The synthetic colloids, especially the higher molecular weight starches, have been associated with side effects, including coagulation abnormalities (inhibition of vWF and Factor VIII) and increasing the potential for volume overload. Recent studies in humans with sepsis have shown a relationship between the use of artificial colloids and an increased need for renal replacement therapy. Because of these findings, artificial colloids are now reported as contraindicated in humans with sepsis. Although coagulation abnormalities have been shown in the laboratory, no veterinary studies have proved detrimental clinical coagulation effects with the use of HES. In addition, no veterinary study has shown adverse effects on the kidneys. Alternative therapies for maintaining intravascular volume are less available in veterinary patients (e.g., albumin solutions), and because there is no published adverse affects, the use of artificial colloids continue to be used for septic patients and those in cardiovascular shock.
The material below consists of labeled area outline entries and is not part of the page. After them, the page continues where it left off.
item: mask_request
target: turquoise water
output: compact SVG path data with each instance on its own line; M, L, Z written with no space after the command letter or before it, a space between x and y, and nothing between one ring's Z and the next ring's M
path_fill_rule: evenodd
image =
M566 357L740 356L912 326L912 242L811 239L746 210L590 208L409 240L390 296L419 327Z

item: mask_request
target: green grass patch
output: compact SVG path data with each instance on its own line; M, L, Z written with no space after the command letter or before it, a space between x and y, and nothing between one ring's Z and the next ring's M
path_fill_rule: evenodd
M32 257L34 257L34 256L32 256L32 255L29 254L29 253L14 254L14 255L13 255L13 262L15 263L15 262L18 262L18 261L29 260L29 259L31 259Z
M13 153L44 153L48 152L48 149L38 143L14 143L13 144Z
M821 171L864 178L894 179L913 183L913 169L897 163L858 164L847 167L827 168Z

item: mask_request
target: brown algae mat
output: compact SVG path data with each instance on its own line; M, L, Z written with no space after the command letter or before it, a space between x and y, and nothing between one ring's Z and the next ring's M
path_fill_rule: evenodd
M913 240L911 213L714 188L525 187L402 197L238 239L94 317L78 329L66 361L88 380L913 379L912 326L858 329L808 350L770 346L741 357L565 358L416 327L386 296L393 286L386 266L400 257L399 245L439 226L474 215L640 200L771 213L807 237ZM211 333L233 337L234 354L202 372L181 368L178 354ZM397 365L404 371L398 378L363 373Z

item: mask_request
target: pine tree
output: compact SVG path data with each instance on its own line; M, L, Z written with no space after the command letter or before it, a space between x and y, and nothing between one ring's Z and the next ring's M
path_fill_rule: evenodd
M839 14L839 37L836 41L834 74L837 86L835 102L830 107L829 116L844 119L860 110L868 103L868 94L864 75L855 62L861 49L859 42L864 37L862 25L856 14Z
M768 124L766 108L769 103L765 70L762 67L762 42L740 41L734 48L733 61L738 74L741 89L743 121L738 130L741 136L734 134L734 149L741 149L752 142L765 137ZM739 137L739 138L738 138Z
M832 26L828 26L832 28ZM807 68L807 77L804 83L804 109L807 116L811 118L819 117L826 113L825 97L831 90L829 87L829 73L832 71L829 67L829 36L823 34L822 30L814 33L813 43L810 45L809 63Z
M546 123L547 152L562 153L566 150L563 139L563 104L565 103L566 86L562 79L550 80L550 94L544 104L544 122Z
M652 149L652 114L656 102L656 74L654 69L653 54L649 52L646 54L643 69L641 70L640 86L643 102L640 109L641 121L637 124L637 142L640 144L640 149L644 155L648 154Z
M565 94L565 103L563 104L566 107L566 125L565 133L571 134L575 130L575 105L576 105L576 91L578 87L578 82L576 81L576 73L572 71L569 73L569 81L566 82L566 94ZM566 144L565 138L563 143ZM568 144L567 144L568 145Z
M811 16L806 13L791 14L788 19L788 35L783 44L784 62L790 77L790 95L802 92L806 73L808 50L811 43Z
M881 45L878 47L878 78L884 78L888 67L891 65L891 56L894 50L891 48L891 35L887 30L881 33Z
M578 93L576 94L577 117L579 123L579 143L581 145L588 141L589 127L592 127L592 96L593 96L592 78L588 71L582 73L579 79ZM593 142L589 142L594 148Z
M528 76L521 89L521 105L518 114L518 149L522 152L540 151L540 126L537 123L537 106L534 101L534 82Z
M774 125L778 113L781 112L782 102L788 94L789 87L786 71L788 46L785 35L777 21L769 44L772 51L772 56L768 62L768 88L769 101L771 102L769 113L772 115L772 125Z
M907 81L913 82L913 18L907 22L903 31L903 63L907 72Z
Dogs and cats presenting to an ER with significant blood loss can benefit from the administration of blood products to replace losses. Component therapy is the most ideal, as the patient receives only the part of the blood that is needed, decreasing the chance for immune reaction and volume overload. Component products include packed red blood cells (pRBC) and plasma. Fresh frozen plasma (FFP) is plasma that is immediately separated from the red cells after collection, and has been stored frozen for less than a year. FFP contains all coagulation factors, including vWF and factors V and VIII. After 1 year of storage, the plasma is called frozen plasma (FP), as the labile factors break down, causing inactivation of vWF and factors V and VIII. Therefore, FFP should be used if the patient is being treated for diseases in which these factors are necessary (vWF deficiency, DIC, etc.). FP is often used to treat anticoagulant rodenticide toxicity, as all factors affected by the toxin are contained in FP.
Fluid therapy is a mainstay of treatment for veterinary patients presenting to an emergency room with severe dehydration and cardiovascular shock. The fluid type, amount, and frequency administered depends on the underyling disease process, severity of signs, and manifestation of tissue hypoxia. Use of a fluid plan tailored to the specific patient, and with continued monitoring of response to therapy, will lead to resolution of tissue hypoxia and an improved outcome.